After he leaves it only takes a second for the whispers to begin –who’s for the chop? Do you think I’ll be okay? There’s no way they’ll get rid of me.I stand and move away, not wanting to join in the conjecture. I’m not in the mood for discussing it.
Sadly, everyone else is, and just as I make it to the door, I’m accosted by Jenny and Rebecca, two of the English teachers in my department.
‘What do you think of that then? Do you think we’ll be okay?’ Jenny almost whispers as she blocks my way. Her hands flutter around her mouth and I want to swipe them away. The hand holding my soup is burning and I swap it to the other side.

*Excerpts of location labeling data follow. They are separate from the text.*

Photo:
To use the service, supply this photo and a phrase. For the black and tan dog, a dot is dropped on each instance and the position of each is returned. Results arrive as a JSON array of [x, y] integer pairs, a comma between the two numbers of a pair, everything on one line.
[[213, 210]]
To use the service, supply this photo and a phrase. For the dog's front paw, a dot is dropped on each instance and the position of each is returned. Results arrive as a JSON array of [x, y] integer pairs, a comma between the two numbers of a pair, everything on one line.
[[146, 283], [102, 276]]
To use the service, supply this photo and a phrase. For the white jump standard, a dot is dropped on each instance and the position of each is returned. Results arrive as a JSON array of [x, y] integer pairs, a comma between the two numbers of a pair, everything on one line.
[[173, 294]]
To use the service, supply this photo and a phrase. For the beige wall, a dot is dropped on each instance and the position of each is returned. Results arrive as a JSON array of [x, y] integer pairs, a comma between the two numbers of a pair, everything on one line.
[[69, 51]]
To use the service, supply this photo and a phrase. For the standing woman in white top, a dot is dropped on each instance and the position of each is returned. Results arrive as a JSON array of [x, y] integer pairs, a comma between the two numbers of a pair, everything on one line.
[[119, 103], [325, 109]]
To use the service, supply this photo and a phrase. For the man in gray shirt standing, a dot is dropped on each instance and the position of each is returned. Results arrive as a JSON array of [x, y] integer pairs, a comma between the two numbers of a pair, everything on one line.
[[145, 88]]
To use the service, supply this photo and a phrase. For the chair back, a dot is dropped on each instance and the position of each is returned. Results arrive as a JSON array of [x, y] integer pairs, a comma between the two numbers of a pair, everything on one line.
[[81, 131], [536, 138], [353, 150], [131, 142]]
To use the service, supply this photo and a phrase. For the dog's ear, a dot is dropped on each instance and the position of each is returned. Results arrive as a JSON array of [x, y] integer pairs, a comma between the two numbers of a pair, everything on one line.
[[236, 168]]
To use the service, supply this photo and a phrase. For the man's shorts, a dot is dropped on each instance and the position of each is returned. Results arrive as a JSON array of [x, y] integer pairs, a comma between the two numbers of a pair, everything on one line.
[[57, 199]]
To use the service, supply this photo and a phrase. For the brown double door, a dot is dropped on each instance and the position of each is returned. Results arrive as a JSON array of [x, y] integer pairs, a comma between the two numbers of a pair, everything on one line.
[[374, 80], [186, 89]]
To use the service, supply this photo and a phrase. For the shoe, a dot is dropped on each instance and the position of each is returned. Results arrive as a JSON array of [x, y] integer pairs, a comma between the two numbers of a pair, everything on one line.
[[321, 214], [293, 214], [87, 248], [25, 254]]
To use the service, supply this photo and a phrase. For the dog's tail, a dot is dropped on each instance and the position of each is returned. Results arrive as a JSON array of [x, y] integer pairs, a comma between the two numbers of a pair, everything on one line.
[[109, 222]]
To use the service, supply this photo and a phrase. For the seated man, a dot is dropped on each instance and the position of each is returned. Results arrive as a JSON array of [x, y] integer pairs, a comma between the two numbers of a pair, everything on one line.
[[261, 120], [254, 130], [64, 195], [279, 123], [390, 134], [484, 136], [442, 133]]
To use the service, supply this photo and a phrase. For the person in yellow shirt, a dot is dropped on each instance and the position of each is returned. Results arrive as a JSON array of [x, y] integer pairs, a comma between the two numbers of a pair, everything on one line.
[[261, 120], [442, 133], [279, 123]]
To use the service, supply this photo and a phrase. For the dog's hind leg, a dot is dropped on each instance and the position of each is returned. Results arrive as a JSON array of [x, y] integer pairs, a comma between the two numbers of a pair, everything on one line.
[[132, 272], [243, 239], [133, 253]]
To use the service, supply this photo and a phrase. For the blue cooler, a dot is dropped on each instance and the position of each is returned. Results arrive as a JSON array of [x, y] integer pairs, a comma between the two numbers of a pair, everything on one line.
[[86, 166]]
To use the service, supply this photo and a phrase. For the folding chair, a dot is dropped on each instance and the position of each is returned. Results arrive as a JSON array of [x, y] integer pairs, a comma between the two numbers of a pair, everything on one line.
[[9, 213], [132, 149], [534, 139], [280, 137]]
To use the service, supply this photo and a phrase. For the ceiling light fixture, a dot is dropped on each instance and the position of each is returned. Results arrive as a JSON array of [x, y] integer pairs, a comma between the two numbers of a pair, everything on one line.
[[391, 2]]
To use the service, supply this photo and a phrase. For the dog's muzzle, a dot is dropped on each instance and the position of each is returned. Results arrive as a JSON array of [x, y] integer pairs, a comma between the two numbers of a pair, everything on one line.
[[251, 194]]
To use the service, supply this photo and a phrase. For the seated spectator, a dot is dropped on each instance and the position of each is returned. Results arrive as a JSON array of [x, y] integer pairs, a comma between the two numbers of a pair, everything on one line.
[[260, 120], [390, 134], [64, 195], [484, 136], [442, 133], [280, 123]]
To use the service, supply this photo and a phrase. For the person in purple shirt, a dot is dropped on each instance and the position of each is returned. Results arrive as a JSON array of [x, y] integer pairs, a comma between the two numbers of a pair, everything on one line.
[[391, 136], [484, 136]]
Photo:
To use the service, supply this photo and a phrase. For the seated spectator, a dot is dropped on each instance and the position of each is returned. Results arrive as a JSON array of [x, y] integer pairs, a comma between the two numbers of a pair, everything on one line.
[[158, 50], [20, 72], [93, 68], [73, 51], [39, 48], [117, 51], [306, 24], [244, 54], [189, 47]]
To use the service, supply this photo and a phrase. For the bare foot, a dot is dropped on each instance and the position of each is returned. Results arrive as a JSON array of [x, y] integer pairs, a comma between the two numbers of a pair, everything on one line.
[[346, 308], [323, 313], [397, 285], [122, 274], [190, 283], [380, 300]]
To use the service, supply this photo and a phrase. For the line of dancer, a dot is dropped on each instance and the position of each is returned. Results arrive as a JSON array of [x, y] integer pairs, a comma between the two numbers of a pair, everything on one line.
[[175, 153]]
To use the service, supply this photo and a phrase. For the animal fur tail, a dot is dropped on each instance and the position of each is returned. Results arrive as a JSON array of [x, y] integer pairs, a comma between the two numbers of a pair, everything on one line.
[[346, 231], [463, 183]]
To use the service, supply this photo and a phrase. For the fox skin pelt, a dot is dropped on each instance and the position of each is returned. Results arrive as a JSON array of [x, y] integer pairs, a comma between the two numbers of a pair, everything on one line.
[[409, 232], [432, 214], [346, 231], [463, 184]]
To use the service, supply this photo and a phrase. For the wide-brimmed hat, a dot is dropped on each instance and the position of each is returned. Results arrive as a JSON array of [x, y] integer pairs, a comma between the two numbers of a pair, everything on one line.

‘I’m sure we’ll all be fine,’ I say, blowing gently on the surface of the soup. It steams like a just-opened dishwasher, bathing my face.
‘He said he’ll be calling everyone in over the next few days,’ Rebecca says. ‘What does that mean?’
‘I guess it means he’ll be letting us know whether we still have jobs or not,’ I reply.
‘But what will I do? I can’t lose my job.’
I want to tell them both that that I’m terrified too, and that I really, really cannot afford to lose this job as it’s keeping my entire life afloat. But as their direct boss it’s my duty to comfort them, so I just smile and say ‘honestly, try not to worry. Now, sorry, but I really need the loo, can I just…’ I squeeze past and hurry along the corridor in the direction of the toilets. Once I’m out of sight I swerve past the loos and carry on towards the main doors, out into the playground, and round the back of the school to the bike racks. There’s a bench here. Exactly what view it’s meant to be taking in I have no idea as all I can see is the back of the school and the bins, but I couldn’t care less about that right now. I sit down and put my soup beside me, hoping the spring air might cool it to an edible temperature.
I can’t stop thinking about the redundancies. Three or four members of staff, mostly senior. I shuffle through my mind, trying to work out whether any other heads of department started after me, but I can’t think of anyone.
Losing my job would be a nightmare right now. I mean, there’s never an ideal time, is there? When my ex-husband Nick left twelve years ago, I bought him out of our family home using the inheritance my grandparents had left me. But I still had to take out a bigger-than-I-could-really-afford mortgage to cover the rest of it, which means I’m still paying a huge amount of money every month for the privilege of living alone. Don’t get me wrong, I know I’m lucky to own a house in Crouch End where prices have more than tripled since we bought the terraced house twenty-five years ago. But it still doesn’t change the fact that I need this job.
‘Room for a little one?’
I look up at the voice and smile. ‘Sure, I’m just wallowing.’ I budge up to make room and Katy, my friend and head of music, sits down beside me. She lights a cigarette, takes a long drag and we both watch the smoke bloom out into the wind.
‘So, you worried?’ I can see her turn her head towards me and try to arrange my face into something neutral.
‘I guess.’ I try a shrug but I’m too tense to pull it off.
‘I’m fucking petrified. I mean, I’ve only been here five minutes.’
I turn to look at her. ‘Me too.’
She puffs out her cheeks and takes another drag. ‘Everyone’s saying it’s always last in, first out. Do you reckon that’s true?’